Barclays to provide corporate customers with finger vein biometric devices

Barclays' Biometric Reader
BIOMETRIC READER: The device scans the pattern made by blood vessels in a user’s finger

Barclays is to provide its UK corporate banking customers with finger vein biometric authentication devices that will let them “easily access their online bank accounts and authorise payments within seconds, without the need for PIN, passwords or authentication codes.”

The VeinID devices, manufactured by Hitachi, “can read and verify the users’ unique vein patterns in the finger”. They will be rolled out to corporate customers from 2015 with, Barclays says, “future potential for it to be introduced more widely in UK branch networks, bringing this powerful technology to millions of consumers.”

“Hitachi’s VeinID is recognised as one of the most secure biometrics in the market,” the bank adds. “Unlike fingerprints, vein patterns are extremely difficult to spoof or replicate. The scanned finger must be attached to a live human body in order for the veins in the finger to be authenticated.

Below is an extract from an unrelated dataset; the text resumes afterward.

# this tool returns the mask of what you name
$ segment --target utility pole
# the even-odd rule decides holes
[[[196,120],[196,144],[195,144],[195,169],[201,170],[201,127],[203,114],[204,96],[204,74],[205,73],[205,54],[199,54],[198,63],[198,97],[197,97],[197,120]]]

Barclays will not hold the user’s vein pattern and there will be no public record of it.”

The technology is already used by a number of banks for password replacement, single sign-on and ATM machine transactions in Japan, North America and Europe, Barclays says, but “the combination of vein biometric and highly secure digital signature technology in the Barclays Biometric Reader is a first for the global financial sector.”

“This solution is at the leading edge of innovation and is in direct response to client concerns about the threat of online fraud while making our customers’ lives easier through its convenience,” Ashok Vaswani, CEO of Barclays Personal and Corporate Banking, explains.

“We have shown the technology to a range of businesses and the interest and enthusiasm for the product is tremendous. The technology has also been tested by Hitachi for many years and it will be game-changing for UK businesses and consumers. Ultimately, I hope this will pave the way for other institutions to adopt equally robust technology in the fight against online crime.”